For a long time, circuit delay, area cost and power dissipation have been major optimization objectives in designing integrated circuit chips. In general, faster circuits suffer from the higher area/power penalty. One interesting question is that for a specific circuit, how much additional area and/or power is required per unit delay improvement, or to what extent the timing performance degrades when the area and/or power is reduced by one unit. The answer is strongly related to non-critical paths of a circuit, since the delay penalty caused by area/power improvement of logic modules on non-critical paths will not necessarily increase circuit delay.

From a timing standpoint, non-critical paths can be characterized by timing *slack* of their constituent logic modules. Experience shows that circuit implementations with same delay, area and/or power can have totally different module slacks. Also, traditional optimization approaches do not directly deal with slack. This motivates us to take a closer look at slack and to devise an effective way of measuring it. From the typical gate-level optimization tradeoff curve of delay and area/power, the logic module with smaller area/power has longer delay. The slack for a module provides an upper bound of its delay increase without violating timing constraints and, hence, represents a "potential" capability of obtaining area/power reduction. On the other hand, at physical level, slack can be interpreted as a measure of wiring "freedom" (opposed to delay "constraints") in timing-driven placement and routing. and hence as a predictor of final circuit timing.

A well-known technique for slack management is the *Zero-Slack Algorithm* (ZSA) [1]. Its improved versions of for applications in placement have also been proposed, e.g., in [2, 3]. As its name implies, *potential slack* is the slack that can potentially be used for optimizing a circuit (the exact definition will be given in the next section). In this paper, we claim that potential slack is a very effective metric of combinational circuit performance. We explore

several ways of estimating potential slack of a circuit and present an *optimal*, *polynomial-time* algorithm. Applications to gate sizing and placement are provided to show that potential slack serves as a good predictor of circuits' performance.

#### 2 Preliminaries

Consider a combinational circuit which consists of a set of *modules*  $M = \{m_1, m_2, ..., m_n\}$ , and a set of *nets*  $N = \{n_1, n_2, ..., n_l\}$ . Naturally, we associate the circuit with a *directed-acyclic graph* G = (V, E), where a node  $v \in V$  denotes a module, and there is an edge  $e \in E$  from node  $v_i$  to  $v_j$  if  $v_j$  is an immediate *fanout* of  $v_i$ . Also, each node v is associated with a *delay* d(v), which stands for the delay of node v itself plus the interconnection delay. A *vector* of delays  $D(V) = [d(v_1) \ d(v_2) \ ... \ d(v_n)]$  is called *delay distribution* of the circuit. For convenience, suppose that the *arrival times* for all primary inputs are zero and that the *required times* for all primary outputs are the given timing constraints. A well-known procedure to compute arrival time, a(v), and required time, r(v), for each node v is given recursively by

$$a(v) = \max_{u \in FI(v)} (a(u) + d(v))$$
  

$$r(v) = \min_{w \in FO(v)} (r(w) - d(w))$$
(1)

where FI(v) is a set of famins of node v, and FO(v) a set of famouts.
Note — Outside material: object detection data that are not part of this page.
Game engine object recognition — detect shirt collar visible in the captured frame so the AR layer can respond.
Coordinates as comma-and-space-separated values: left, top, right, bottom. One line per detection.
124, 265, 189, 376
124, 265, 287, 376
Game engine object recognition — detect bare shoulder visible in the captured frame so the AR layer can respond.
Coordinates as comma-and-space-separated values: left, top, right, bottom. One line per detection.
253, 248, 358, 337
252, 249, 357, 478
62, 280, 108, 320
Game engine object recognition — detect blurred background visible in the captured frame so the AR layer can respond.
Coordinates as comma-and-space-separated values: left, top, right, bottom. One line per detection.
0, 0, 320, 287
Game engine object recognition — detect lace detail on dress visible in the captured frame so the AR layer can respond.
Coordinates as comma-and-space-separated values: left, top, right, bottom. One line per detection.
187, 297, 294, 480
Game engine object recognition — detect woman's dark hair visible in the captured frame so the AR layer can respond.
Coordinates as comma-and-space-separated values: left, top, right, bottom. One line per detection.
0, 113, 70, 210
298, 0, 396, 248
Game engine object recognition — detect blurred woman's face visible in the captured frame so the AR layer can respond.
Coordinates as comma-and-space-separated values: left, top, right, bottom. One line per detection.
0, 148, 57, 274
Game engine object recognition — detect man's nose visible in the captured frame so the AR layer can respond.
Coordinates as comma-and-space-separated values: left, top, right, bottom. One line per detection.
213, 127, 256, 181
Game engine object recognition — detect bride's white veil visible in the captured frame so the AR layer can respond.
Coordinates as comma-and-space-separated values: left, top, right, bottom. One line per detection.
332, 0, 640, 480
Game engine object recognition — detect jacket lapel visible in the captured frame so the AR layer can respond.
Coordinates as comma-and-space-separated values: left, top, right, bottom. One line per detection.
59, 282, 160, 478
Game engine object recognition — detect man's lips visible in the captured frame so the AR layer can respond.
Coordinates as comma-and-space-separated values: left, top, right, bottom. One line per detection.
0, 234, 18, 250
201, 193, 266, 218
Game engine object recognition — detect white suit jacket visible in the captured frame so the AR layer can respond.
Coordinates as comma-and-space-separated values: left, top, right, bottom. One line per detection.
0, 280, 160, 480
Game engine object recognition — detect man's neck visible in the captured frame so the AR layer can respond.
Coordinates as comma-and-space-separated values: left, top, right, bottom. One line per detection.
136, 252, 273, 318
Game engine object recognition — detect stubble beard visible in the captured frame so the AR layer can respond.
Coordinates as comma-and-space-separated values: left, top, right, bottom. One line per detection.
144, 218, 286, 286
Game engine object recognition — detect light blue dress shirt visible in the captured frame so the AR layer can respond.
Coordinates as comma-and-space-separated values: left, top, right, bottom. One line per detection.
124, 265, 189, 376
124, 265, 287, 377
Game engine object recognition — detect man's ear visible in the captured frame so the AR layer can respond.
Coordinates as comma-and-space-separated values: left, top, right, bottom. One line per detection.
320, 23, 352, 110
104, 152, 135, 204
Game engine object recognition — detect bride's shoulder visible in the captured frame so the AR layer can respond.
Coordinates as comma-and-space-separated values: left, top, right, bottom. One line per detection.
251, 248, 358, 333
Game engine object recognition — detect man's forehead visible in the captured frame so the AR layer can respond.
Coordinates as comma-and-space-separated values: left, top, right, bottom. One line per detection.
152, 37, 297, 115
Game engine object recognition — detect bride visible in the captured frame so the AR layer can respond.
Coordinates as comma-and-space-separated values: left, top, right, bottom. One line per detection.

Slack of node v is defined as s(v) = r(v) - a(v). A vector of slacks  $S(V) = [s(v_1) \ s(v_2) \ \dots \ s(v_n)]$  is called *slack* 

distribution of the circuit, and  $|S(V)| = \sum_{i=1}^{n} S(v_i)$  is called

*total slack.* The circuit is said to be *safe* if and only if  $S(V) \ge 0$ . A *slack assignment* is a vector of *incremental* delays  $\Delta D(V) = [\Delta d(v_1) \ \Delta d(v_2) \ \dots \ \Delta d(v_n)] \ge 0$  which updates the delay distribution from D(V) to  $D_{\Delta}(V) = D(V) + \Delta D(V)$ , and hence updates the slack distribution from S(V) to  $S_{\Delta}(V)$ . If  $S_{\Delta}(V) \ge 0$ , then the slack assignment  $\Delta D(V)$  is said to be

*effective*, and 
$$|\Delta D(V)| = \sum_{i=1}^{n} \Delta d(v_i)$$
 is thereby called

*effective slack* of the assignment. The maximum effective slack for all possible slack assignments is called *potential slack* of the circuit. We use  $\Delta_m D(V)$  to represent the slack assignment which results in potential slack. For any assignment, if there exists a slack  $s(v_i) > 0$  ( $1 \le i \le n$ ) in its resultant slack distribution, one is always able to increase effective slack by assigning to node  $v_i$  an additional delay

 $\Delta d_i = s(v_i)$  such that  $s(v_i) = 0$  after the assignment. In other words, if a slack assignment  $\Delta_m D(V)$  leads to potential slack denoted by *PS*, i.e.,  $PS = |\Delta_m D(V)| = \max_{\Delta} |\Delta D(V)|$  subject

to  $S_{\Delta}(V) \ge 0$ , then the resultant slack distribution  $S_{\Delta m}(V) = 0$ .

Fig. 1 shows a four-node example where the delay distribution is assumed to be  $D(V) = [1 \ 1 \ 1 \ 1]$ . Initially, the slack distribution is  $S(V) = [5 \ 5 \ 5]$ , and the total slack is |S(V)| = 20.  $\Delta_1 D(V) = [2 \ 1 \ 1 \ 1]$  is an effective slack assignment since  $S_{\Delta 1}(V) = [1 \ 2 \ 1 \ 1] > 0$ .  $\Delta_m D(V) = [5 \ 5 \ 0 \ 0]$  leads to potential slack  $PS = |\Delta_m D(V)| = 10$ , and  $S_{\Delta m}(V) = 0$ .

Since  $s(v_i)$  is the upper bound of incremental delay for node  $v_i$  while keeping safety of G, any effective slack is no more than total slack of G. In Fig. 1, for example, PS = 10, while total slack |S(V)| = 20. For a given circuit, while calculation of total slack is straightforward, finding PS is a nontrivial task. As a timing characterization of a circuit, PSrepresents a *real* total delay budget one can get from the circuit. A slack assignment which generates PS is called *optimal slack assignment*.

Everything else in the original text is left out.